CVE-2026-57640 Overview
CVE-2026-57640 is a broken access control vulnerability in the MasterStudy LMS Learning Management System plugin for WordPress. The flaw affects versions up to and including 3.7.30. An authenticated attacker holding only the Subscriber role can invoke plugin functionality that should be restricted to higher-privileged users. The weakness is categorized under CWE-862: Missing Authorization and enables unauthorized modification of application data.
Critical Impact
Authenticated subscribers can bypass authorization checks in MasterStudy LMS, allowing tampering with plugin-managed resources on affected WordPress installations.
Affected Products
- MasterStudy LMS Learning Management System plugin for WordPress
- Versions <= 3.7.30
- WordPress sites running the vulnerable plugin with subscriber-level registration enabled
Discovery Timeline
- 2026-06-26 - CVE-2026-57640 published to NVD
- 2026-06-26 - Last updated in NVD database
Technical Details for CVE-2026-57640
Vulnerability Analysis
CVE-2026-57640 is a Broken Access Control issue in MasterStudy LMS <= 3.7.30. The plugin exposes actions that fail to verify whether the requesting user holds an appropriate capability before executing sensitive operations. Because WordPress Subscribers are the lowest-privileged authenticated role, any site allowing open registration effectively exposes these actions to the public.
The integrity impact is limited: the flaw allows partial modification of data managed by the plugin without affecting confidentiality or availability. No user interaction is required beyond the attacker being logged in with a Subscriber-level account.
The issue tracks to CWE-862 Missing Authorization, where the application performs an action without checking that the caller is authorized. Additional context is available in the Patchstack Vulnerability Report.
Root Cause
The root cause is a missing capability check on one or more plugin endpoints. WordPress plugins are expected to gate privileged actions with current_user_can() verification and nonce validation.
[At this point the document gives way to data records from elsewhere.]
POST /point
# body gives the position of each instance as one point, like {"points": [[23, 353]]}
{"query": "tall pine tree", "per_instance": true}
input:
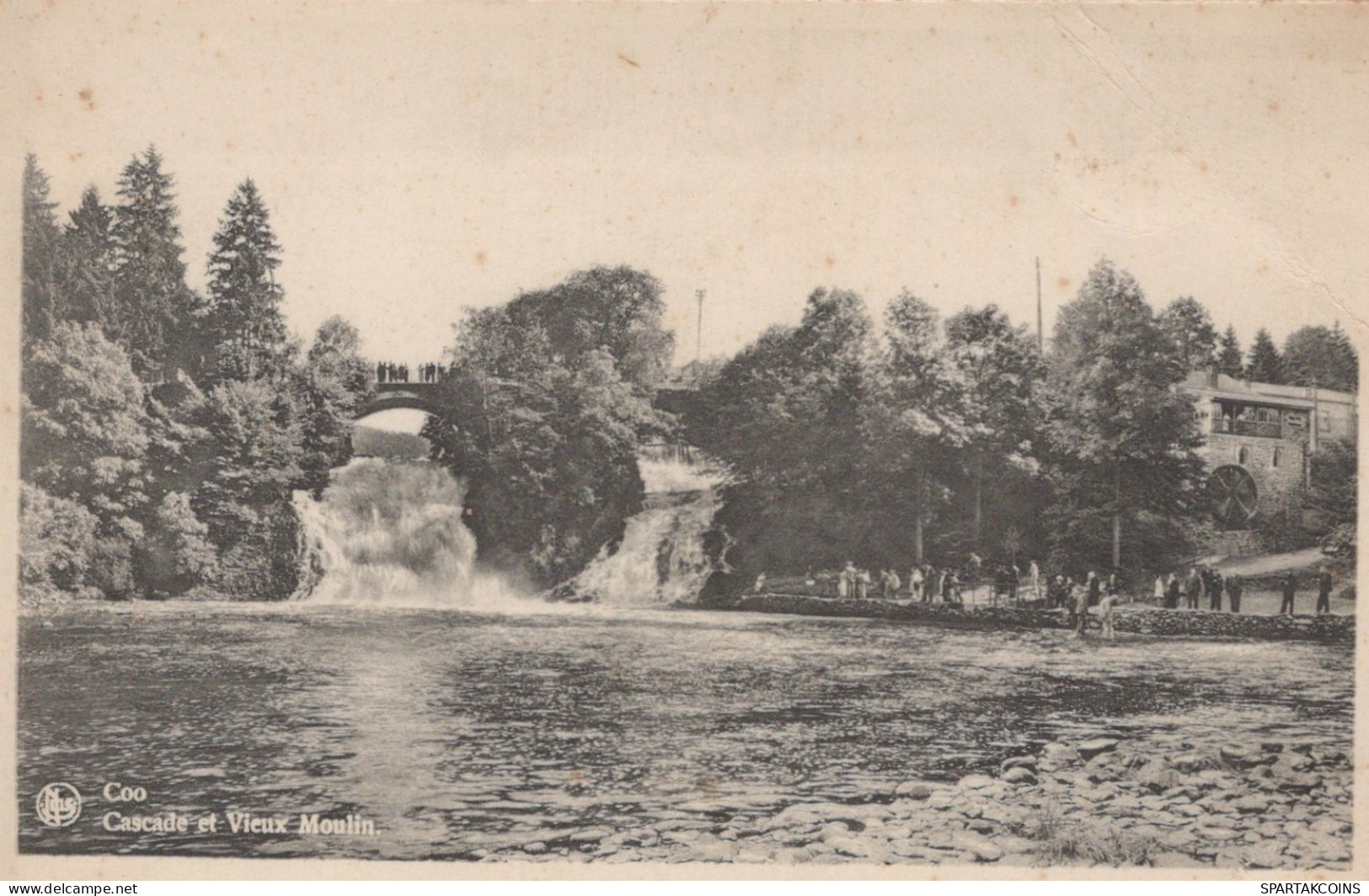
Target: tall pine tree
{"points": [[1189, 328], [1321, 356], [89, 263], [1265, 363], [245, 331], [1230, 357], [157, 312], [41, 251], [1121, 438]]}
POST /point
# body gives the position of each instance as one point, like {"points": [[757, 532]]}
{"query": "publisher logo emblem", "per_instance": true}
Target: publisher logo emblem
{"points": [[58, 804]]}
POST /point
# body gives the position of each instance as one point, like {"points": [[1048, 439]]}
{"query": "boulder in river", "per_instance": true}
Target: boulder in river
{"points": [[1095, 746]]}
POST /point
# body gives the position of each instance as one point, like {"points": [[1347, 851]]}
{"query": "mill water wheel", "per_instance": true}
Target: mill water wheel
{"points": [[1233, 497]]}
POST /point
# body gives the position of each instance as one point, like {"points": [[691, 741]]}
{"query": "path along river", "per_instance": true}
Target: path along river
{"points": [[464, 735]]}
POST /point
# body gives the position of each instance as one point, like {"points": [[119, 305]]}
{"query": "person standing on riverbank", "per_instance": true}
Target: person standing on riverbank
{"points": [[1193, 589], [1080, 598], [1215, 587], [1105, 615], [1324, 591], [1172, 591], [1290, 591]]}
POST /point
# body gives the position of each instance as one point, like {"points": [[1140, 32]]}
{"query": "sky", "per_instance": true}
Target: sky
{"points": [[420, 157]]}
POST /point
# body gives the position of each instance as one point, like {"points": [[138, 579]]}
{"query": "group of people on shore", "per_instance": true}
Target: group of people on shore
{"points": [[927, 583], [1078, 597], [1206, 584], [388, 372]]}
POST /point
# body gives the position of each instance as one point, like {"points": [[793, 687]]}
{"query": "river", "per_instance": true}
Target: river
{"points": [[466, 733]]}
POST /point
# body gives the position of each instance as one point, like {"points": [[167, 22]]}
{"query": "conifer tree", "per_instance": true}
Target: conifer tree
{"points": [[1121, 438], [1189, 328], [89, 263], [997, 364], [157, 312], [41, 248], [1265, 363], [245, 331], [1230, 357], [1321, 356]]}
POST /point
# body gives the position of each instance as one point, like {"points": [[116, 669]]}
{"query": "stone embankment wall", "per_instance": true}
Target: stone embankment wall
{"points": [[1139, 620], [1099, 802]]}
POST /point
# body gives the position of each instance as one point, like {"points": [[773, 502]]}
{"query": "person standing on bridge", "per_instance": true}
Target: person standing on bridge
{"points": [[1290, 591], [1215, 589], [1233, 589], [1324, 591], [1193, 589]]}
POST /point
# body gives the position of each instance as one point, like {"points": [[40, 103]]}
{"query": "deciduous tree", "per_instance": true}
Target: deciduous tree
{"points": [[1121, 438]]}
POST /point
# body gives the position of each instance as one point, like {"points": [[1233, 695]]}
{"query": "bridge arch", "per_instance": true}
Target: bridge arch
{"points": [[398, 397]]}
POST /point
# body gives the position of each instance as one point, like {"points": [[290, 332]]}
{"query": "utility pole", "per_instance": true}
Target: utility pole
{"points": [[698, 335], [1040, 333]]}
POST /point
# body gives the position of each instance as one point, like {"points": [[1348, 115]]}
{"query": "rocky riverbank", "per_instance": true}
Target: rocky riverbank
{"points": [[1101, 802], [1130, 619]]}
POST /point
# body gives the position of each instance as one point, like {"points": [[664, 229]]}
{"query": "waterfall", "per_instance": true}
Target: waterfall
{"points": [[661, 558], [390, 532]]}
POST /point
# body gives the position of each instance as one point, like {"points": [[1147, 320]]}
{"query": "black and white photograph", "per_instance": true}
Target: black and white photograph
{"points": [[843, 438]]}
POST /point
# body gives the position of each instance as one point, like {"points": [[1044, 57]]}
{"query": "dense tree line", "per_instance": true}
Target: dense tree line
{"points": [[543, 413], [166, 429], [163, 429], [928, 440]]}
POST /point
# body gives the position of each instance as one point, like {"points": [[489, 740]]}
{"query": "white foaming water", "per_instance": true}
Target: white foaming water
{"points": [[661, 557], [390, 534]]}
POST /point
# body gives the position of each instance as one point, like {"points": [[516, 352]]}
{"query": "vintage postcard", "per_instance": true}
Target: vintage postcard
{"points": [[681, 440]]}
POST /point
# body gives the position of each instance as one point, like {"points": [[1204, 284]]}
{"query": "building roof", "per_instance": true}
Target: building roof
{"points": [[1222, 386]]}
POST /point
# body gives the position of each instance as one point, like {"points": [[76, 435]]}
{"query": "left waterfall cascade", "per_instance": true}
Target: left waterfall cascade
{"points": [[392, 534]]}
In vulnerable MasterStudy LMS builds, one or more handlers accept requests from any authenticated user, ignoring the intended role boundary between Subscribers and instructors or administrators.
Attack Vector
Exploitation occurs over the network against the WordPress admin-ajax or REST interface exposed by the plugin. An attacker registers or already possesses a Subscriber account. They then issue an authenticated HTTP request to the affected plugin endpoint. Because the endpoint omits authorization checks, the server processes the request and mutates plugin state that the Subscriber should not be able to change.
No public proof-of-concept exploit is currently available, and the vulnerability is not listed in the CISA Known Exploited Vulnerabilities catalog. The EPSS probability sits at 0.243%.
Detection Methods for CVE-2026-57640
Indicators of Compromise
- Authenticated HTTP POST requests to MasterStudy LMS AJAX or REST endpoints originating from accounts with the Subscriber role.
- Unexpected creation, modification, or deletion of LMS resources (courses, lessons, quizzes, user metadata) not attributable to instructor or admin accounts.
- Bursts of registration activity from new Subscriber accounts followed shortly by plugin API calls.
Detection Strategies
- Enable WordPress audit logging to capture the actor, capability, and endpoint for every plugin action, then alert on Subscriber-role users invoking MasterStudy LMS write operations.
- Correlate web server access logs against the plugin version banner to identify sites still exposing 3.7.30 or earlier.
- Review database change history for LMS tables and flag rows whose user_id maps to a low-privilege account.
Monitoring Recommendations
- Monitor /wp-admin/admin-ajax.php and /wp-json/ traffic for MasterStudy LMS action names invoked by non-instructor users.
- Track anomalous spikes in new Subscriber account registrations followed by plugin API interactions within a short time window.
- Alert on modifications to LMS content made outside normal instructor working hours.
How to Mitigate CVE-2026-57640
Immediate Actions Required
- Update the MasterStudy LMS Learning Management System plugin to a version newer than 3.7.30 as soon as a fixed release is available from the vendor.
- Audit all Subscriber-role accounts on affected WordPress sites and remove any that were created during suspicious registration bursts.
- Restrict user registration to trusted flows and require email verification for new accounts.
Patch Information
Refer to the Patchstack Vulnerability Report for the vendor's fixed version and remediation notes. Apply the update through the WordPress plugin manager or a controlled change-management process, then verify the plugin version post-deployment.
Workarounds
- Disable open user registration in WordPress Settings until the plugin is patched.
- Deploy a web application firewall rule that blocks Subscriber-role sessions from calling MasterStudy LMS write endpoints.
- Temporarily deactivate the MasterStudy LMS plugin on sites that cannot immediately restrict registration.
# Verify installed MasterStudy LMS version and disable registration via WP-CLI
wp plugin get masterstudy-lms-learning-management-system --field=version
wp option update users_can_register 0
wp plugin update masterstudy-lms-learning-management-system
Disclaimer: This content was generated using AI. While we strive for accuracy, please verify critical information with official sources.